Chapitre 22 : Au revoir la cité des cigognes

L’aventure, c’est de ne jamais avoir peur de se retrouver devant une page blanche. C’est comme cela que l’on écrit son histoire.

Pas encore parti, déjà coupé par la fatigue, décalé culturellement nous passons une semaine à Ziguinchor avant de remonter sur Dakar.

Ziguinchor, la cité des cigognes

Parti de Bignona, les images de nos péripéties de la saison des pluies tournent en boucle dans mon esprit. Je me rappelle d’une nuit de tempête où le ciel était éclairé par l’électricité pure, une nuit mouvementée où l’on aurait eu bien du mal à savoir si nous étions dans le tambour d’une machine à laver, en boîte de nuit ou les deux en même temps. Il y a aussi cette soirée où bloqué à Djembéring après avoir interviewé le président de la communauté rural ; l’électricité s’est arrêtée d’abreuver les prises pour partir allumer les nuages.

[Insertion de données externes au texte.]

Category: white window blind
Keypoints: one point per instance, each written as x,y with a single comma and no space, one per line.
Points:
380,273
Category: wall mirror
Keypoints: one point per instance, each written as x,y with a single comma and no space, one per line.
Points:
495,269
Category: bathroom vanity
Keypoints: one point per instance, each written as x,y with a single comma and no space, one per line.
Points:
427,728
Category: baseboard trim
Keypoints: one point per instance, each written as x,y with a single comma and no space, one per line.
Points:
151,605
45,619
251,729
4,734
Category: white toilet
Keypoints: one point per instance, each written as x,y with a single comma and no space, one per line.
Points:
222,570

Léopold Sédar Senghor 1e président du Sénégal indépendant

Ce soir là, nous avons discuté avec 3 jeunes sénégalais (Etienne,Maxime et Moussa), de littérature, de politique, de vie quotidienne d’agriculture, de Dakar et du président poète Leopold Sédar Senghor. Il n’y a pas si longtemps nous traversions la Casamance en long et en large tout en prenant des douches à l’arrière du pickup, trempé jusqu’à l’âme, le mot « sec » était alors une utopie fantaisiste. Et puis, combien de fois avons nous vu nous passer sous le nez un événement clé pour notre film !? Tous ces escadrons de cigognes, ces singes furtifs semblaient nous narguer de la manière la plus magnifique avant de disparaître une fois le bouton « REC » pressé. Il y eu aussi ce moment en pirogue, au retour de l’île Carabane, au coucher du soleil alors que notre embarcation coupait cette mer dorée en deux le temps de notre passage. Dans mon dos, il y avait ce superbe coucher de soleil… pourtant je ne pouvais me détourner de ces nuages noirs et la mer tourmentée qui nous attendait : aller de l’avant, à tout prix.

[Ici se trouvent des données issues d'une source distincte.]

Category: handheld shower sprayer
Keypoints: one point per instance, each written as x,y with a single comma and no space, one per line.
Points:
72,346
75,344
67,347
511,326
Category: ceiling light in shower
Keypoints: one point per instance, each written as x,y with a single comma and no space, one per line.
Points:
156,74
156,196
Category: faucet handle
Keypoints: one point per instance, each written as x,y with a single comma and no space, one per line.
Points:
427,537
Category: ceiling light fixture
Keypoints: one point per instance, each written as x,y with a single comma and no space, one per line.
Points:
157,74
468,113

La Casamance, les visages souriants des gens qui nous ont accueillis et avec qui on a partagé de bons moments, me reviennent, non sans émotions. Certes on pourrait dire que les gens sont pauvres ici, encore faudrait-il définir ce que veut dire pauvre, mais il n’y a pas de misère. Et puis il y a cette force émanant du ciel et du sol qui fera toujours pencher les visages vers le sourire. En prononçant sourire, je repense à Hamidou avec qui nous avons discuté quelque fois sous les étoiles, c’est lui d’ailleurs qui nous a appris à reconnaître les satellites en vadrouille.

De temps à autre à Ziguinchor, nous sommes content de revoir des camionnettes de l’Océanium, Malang le chauffeur devant un capot béant devant lequel s’affairaient les mécanos Mathias et Laï. L’aventureuse dort dans son étui, il est loin le temps des tournages intensifs, nous prenons le temps d’apprécier la ville, d’observer les oiseaux géants qui se contemplent par dizaine et sans jumelles, de décomposer le mouvement de leur ailes. Emilien fait tourner le commerce de la pastèque à plein régime, nous retrouvons avec plaisir les « genSSe » du GRDR dont Cécile Henriot et  Mamadou Kamara qui a imprimé tout notre site. (ce qui honnêtement nous a fait très plaisir). Je pense aussi au coordonnateur du GRDR Abdou Mané que j’admire d’autant plus pour ses qualités humaines, qui nous avait reçu très chaleureusement.

Once upon a time at GRDR

Pourtant nous n’a pas été rose ; les moments de doutes et les ambiances moribondes, il y en a eu. Petit à petit, nous avons réussi à effacer le piédestal que constituait l’Aventureuse, jusqu’à presque atteindre le statut de stagiaire. Ceci nous a valu du bon comme du mauvais mais c’était en tous cas très intéressant car c’est à ce moment là que les échanges avec les sénégalais étaient les plus authentiques, les plus sincères. A s’asseoir où s’asseyaient les reboiseurs, à rester sous la pluie avec eux, nous avions sans le savoir gagner leur confiance.

Actuellement, nous entrons dans la saison touristique, les toubabs arrivent, nous nous sentons parfois hors du coup face à leurs tenues africaines et leurs dreadlocks. A côté nous faisions bien pâle figure avec nos vêtements rongés par l’eau de javel et décoloré par le soleil. Bizarrement, leur accent français nous refroidit. Le temps pour nous d’aller voir l’association Idée Casamance, profiter d’une dernière ballade nocturne en pirogue à ne pas savoir si nous flottions dans le ciel ou la mer et nous étions remonté à Dakar…

Merci pour tous vos commentaires et messages de soutien.